Unlike percentage change, percentage difference has no direction — it doesn't say one value "grew" or "shrank." Both values are treated equally, using their average as the reference point. That makes it ideal for comparing prices, speeds, measurements, or any two figures where neither is clearly the "original."
The Formula
% Difference = (|V1 − V2| ÷ ((V1 + V2) ÷ 2)) × 100
Breaking it down:
- Step 1Find the absolute difference: |V1 − V2|
- Step 2Find the average: (V1 + V2) ÷ 2
- Step 3Divide step 1 by step 2, then multiply by 100
A Worked Example
Two suppliers quote prices for the same component: Supplier A charges ₹850, Supplier B charges ₹1,100. What's the percentage difference?
|850 − 1,100| = 250
(850 + 1,100) ÷ 2 = 975
(250 ÷ 975) × 100 ≈ 25.64%
The two prices differ by about 25.64% relative to their midpoint. Neither price is called the "original" — the result is the same regardless of which supplier you label V1 or V2.

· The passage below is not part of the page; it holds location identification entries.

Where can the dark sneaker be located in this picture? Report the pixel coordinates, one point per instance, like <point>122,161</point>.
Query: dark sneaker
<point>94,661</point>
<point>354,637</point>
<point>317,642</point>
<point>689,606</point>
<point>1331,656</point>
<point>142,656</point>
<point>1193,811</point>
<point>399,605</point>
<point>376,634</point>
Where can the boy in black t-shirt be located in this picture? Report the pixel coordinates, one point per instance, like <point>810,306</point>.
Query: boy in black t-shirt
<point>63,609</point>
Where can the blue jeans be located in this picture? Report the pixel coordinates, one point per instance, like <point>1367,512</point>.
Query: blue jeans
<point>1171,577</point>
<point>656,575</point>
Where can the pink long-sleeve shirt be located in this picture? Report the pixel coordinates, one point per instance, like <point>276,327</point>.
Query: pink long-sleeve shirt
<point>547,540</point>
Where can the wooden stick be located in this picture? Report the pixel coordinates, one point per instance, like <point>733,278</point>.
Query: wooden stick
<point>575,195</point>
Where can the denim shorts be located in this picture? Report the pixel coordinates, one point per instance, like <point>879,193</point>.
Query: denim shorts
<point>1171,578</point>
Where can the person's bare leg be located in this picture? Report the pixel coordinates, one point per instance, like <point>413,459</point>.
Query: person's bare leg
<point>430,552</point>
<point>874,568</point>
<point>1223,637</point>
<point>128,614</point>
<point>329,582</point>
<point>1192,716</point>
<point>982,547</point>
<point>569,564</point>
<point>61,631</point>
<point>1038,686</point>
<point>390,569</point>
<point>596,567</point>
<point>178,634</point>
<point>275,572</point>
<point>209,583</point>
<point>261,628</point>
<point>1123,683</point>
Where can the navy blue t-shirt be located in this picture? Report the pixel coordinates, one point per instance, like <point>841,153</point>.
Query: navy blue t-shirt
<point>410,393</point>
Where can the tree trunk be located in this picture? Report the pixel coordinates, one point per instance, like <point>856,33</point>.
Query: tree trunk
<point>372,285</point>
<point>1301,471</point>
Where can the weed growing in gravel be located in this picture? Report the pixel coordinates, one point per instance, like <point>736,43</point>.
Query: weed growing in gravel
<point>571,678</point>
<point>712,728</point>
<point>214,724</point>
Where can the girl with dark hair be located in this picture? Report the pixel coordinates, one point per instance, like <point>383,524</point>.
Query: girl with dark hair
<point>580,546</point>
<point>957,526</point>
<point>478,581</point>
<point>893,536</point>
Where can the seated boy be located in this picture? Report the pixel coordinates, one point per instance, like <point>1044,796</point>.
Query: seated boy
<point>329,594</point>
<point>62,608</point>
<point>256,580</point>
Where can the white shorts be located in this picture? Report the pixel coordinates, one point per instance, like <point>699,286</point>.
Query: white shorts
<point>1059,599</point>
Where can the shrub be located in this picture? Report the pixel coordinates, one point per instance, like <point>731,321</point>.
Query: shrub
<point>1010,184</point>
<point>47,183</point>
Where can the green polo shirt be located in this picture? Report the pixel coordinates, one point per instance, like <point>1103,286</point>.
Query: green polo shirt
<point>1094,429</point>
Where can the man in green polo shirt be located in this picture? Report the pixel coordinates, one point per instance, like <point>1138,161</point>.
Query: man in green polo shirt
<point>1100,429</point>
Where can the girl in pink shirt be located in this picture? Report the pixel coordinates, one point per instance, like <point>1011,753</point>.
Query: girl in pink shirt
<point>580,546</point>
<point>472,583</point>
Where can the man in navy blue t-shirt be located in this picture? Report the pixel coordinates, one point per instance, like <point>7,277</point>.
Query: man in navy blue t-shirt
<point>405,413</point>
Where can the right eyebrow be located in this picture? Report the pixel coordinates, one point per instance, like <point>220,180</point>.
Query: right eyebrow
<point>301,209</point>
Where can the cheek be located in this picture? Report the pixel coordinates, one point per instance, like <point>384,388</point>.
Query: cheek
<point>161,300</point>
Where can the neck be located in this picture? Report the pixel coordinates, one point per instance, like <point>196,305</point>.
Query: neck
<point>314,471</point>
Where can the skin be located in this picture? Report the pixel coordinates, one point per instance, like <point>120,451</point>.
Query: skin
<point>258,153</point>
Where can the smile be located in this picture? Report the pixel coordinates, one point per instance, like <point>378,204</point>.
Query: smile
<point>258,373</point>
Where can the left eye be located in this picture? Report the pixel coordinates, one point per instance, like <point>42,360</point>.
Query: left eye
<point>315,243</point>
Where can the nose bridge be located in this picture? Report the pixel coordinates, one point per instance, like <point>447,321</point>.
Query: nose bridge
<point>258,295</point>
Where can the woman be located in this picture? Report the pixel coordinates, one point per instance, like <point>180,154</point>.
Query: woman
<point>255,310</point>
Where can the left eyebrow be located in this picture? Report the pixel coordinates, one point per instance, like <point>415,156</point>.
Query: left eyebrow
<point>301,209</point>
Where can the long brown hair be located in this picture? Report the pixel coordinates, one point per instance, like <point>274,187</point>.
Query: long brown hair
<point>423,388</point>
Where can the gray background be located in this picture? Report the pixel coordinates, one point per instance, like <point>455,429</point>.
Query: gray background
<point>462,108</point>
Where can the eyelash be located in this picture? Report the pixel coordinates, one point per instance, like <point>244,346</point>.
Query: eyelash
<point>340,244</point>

Percentage Difference vs. Percentage Change
These two are frequently confused. The table below shows exactly when to use each:
| Percentage Difference | Percentage Change |
|---|---|
| No "before" or "after" | Requires a starting point |
| Result is always positive | Can be negative (decrease) |
| Uses average as reference | Uses original value as reference |
| Comparing two quotes, speeds, scores | Tracking growth, revenue shifts, price trends |
What happens when one value is zero?
If either V1 or V2 is zero, the average becomes half of the other value, and the formula still works — but the result will be 200%, the maximum possible percentage difference. Some fields use a different convention (often citing "infinite" difference), so check your domain's standard before reporting.
Common Questions
Is percentage difference ever greater than 200%?▼
No — not with this formula. The maximum occurs when one value is zero, giving 200%. For non-zero values, the result always falls between 0% and 200%.
Does the order of the two values matter?▼
No. Because we take the absolute difference and use the average (symmetric), swapping V1 and V2 gives the same result every time.
Can I use this for comparing percentages themselves?▼
Yes. If one fund returned 8% and another returned 11%, their percentage difference is (|8−11| ÷ ((8+11)÷2)) × 100 ≈ 31.6%. Just be careful not to confuse this result with percentage points.